The uptick in feelings comes with the Obama election. I wonder if this is an artifact reflecting a general change in confidence that came in 2009. Although the trend line showed an upward movement, the positive respondents are still less than half. Joel Makower has done a very nice piece analyzing these results. He highlights the evident selfishness in these data and other indicators of attitudes towards greening. My own sense of what’s happenings is close to his. People are acting in selfish ways driven in part by the cultural voice that tells them to worry first and even only about themselves. Fear drives people in that direction, and we live in a culture driven largely by fear.
Makower sees a shift from concern with the health of the planet to one focused on the self. I don’t think there has ever been much concern for the planet and all of its inhabitants, animate or not. The latest data are only a change at the margin. I also don’t think this has to be the case. What is often missed in discussions like this is recognition that the “self” is not a fixed machine that runs primarily to satisfy some mysterious inner needs. The self has been very different over historical time and in many indigenous cultures. There is no special magic in indigenous people. They alone provide evidence of alternate models of self that have become lost under the onslaught of modernity.

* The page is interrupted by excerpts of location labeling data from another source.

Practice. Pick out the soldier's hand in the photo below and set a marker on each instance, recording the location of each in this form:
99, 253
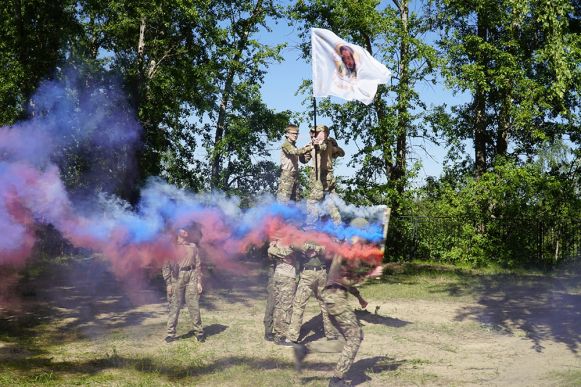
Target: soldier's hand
363, 303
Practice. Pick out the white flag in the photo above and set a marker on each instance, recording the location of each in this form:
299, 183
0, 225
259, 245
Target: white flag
344, 70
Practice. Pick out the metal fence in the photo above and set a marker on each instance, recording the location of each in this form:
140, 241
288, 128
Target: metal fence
506, 241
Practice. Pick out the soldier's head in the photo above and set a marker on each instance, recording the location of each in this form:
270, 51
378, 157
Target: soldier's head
359, 223
195, 233
292, 132
190, 234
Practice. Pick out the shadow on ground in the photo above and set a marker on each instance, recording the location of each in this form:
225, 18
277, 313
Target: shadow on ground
146, 365
362, 369
546, 308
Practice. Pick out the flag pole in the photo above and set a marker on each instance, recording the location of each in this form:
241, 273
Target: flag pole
315, 128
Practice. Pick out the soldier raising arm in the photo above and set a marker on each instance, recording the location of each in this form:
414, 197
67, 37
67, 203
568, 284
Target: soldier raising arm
290, 155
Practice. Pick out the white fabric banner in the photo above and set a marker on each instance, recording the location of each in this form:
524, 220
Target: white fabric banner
344, 70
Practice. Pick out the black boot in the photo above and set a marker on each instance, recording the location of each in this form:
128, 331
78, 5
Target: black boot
283, 341
301, 351
337, 382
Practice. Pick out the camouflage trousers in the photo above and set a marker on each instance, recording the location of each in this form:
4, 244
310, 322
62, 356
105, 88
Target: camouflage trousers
312, 282
288, 187
284, 292
344, 319
185, 290
268, 313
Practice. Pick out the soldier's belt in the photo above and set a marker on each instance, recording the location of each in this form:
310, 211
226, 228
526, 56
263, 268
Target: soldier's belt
315, 268
336, 286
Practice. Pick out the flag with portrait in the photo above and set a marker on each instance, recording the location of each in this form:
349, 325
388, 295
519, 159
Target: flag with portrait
344, 70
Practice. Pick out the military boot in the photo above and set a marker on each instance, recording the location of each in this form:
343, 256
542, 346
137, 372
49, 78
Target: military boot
301, 351
337, 382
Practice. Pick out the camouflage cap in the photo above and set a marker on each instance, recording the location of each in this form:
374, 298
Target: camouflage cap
292, 129
359, 223
320, 128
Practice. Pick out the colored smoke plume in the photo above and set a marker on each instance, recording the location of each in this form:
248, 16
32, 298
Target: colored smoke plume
70, 119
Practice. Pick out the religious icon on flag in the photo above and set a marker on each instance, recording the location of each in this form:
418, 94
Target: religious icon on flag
344, 70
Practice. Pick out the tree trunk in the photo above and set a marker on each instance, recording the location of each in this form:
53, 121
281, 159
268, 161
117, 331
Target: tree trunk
397, 178
480, 112
217, 155
504, 125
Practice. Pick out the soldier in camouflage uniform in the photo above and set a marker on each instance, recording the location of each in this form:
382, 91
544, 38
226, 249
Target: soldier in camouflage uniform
284, 286
290, 155
322, 180
312, 282
343, 274
187, 285
269, 310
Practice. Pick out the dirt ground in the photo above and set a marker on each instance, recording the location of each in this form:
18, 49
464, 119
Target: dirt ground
78, 326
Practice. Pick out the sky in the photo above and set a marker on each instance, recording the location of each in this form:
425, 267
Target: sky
283, 80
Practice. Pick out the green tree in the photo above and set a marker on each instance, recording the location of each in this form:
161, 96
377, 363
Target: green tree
519, 61
33, 34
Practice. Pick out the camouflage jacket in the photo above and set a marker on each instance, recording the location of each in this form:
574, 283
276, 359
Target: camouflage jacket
290, 156
325, 153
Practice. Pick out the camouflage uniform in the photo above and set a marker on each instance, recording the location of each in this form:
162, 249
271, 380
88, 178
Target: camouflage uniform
186, 289
322, 180
169, 274
342, 276
268, 313
290, 155
284, 288
313, 279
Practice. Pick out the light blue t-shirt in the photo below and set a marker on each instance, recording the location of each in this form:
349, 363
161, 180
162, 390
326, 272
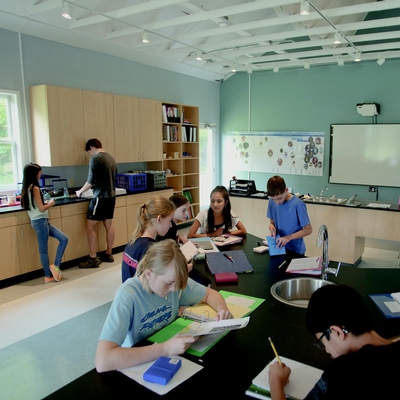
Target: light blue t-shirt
289, 217
136, 314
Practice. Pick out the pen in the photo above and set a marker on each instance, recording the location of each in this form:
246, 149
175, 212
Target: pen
230, 258
276, 353
282, 264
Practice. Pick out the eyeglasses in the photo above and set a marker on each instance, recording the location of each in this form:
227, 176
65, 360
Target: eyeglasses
319, 344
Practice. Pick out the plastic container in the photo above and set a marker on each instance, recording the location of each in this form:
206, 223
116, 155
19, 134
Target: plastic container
132, 182
156, 179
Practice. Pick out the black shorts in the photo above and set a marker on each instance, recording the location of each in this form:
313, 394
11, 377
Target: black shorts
101, 208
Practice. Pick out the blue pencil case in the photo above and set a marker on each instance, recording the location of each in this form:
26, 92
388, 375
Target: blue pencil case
162, 370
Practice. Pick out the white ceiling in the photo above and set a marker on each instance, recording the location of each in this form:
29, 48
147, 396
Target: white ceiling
260, 34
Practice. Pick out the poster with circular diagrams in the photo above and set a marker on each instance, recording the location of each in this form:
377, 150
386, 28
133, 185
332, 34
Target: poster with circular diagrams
298, 153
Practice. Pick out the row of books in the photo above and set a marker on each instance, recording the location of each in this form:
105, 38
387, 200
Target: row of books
170, 133
189, 134
170, 114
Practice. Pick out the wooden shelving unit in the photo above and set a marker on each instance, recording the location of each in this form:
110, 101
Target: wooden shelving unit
181, 150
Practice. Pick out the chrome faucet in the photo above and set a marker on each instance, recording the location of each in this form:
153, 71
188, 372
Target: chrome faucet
322, 238
322, 192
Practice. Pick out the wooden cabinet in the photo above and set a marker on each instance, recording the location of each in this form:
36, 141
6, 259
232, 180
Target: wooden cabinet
137, 129
120, 226
57, 125
127, 129
98, 119
180, 134
74, 226
8, 239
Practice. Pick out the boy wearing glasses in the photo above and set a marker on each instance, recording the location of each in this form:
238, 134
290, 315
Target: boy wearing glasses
364, 366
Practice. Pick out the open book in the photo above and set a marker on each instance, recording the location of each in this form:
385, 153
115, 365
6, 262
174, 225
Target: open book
305, 265
213, 327
302, 379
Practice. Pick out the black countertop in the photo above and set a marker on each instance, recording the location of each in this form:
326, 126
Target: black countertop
234, 361
364, 203
61, 201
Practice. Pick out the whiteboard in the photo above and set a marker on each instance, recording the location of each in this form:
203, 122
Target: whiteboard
298, 153
367, 154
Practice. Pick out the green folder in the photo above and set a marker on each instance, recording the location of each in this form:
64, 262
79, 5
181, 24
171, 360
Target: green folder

The great challenge of sustainability, as I have been writing, is to recover the mode of being often found in these cultures. Having, as Erich Fromm characterizes our way of living, focuses us strongly inwardly and so we satisfy our needs without being aware of or caring for the world outside the body. The press of technology exacerbates this tendency.
The lesson for Earthday, in a nutshell, is that the roots of the environmental problems we are trying to solve are not out there. The solution is not to be found in the myriad of green practices we are adopting. The heart of the problem is right inside each of us. The environmental problem or, more broadly the unsustainability problem is a human problem. As long as our society and each of us that constitutes it acts out of the having mode, we will continue to see our concerns fluctuate, driven by the vagaries of the economy and political outlook. Only a fundamental transformation of our conception of what it is to be human will be able to change our way of living and the way we respond to the unintentional consequences that always show up, even if we come from a paradigmatically different foundation.
Perhaps, we would make more progress on Earth Day, if instead of recommitting ourselves to care for the Planet, we took time out to look deep inside us and ask how can we discover the caring that goes with being human, but has gotten lost. Such an exercise, if it opens up a path to recovery, would be far more effective toward taking care of the Planet than all the pledges to recycle more this year.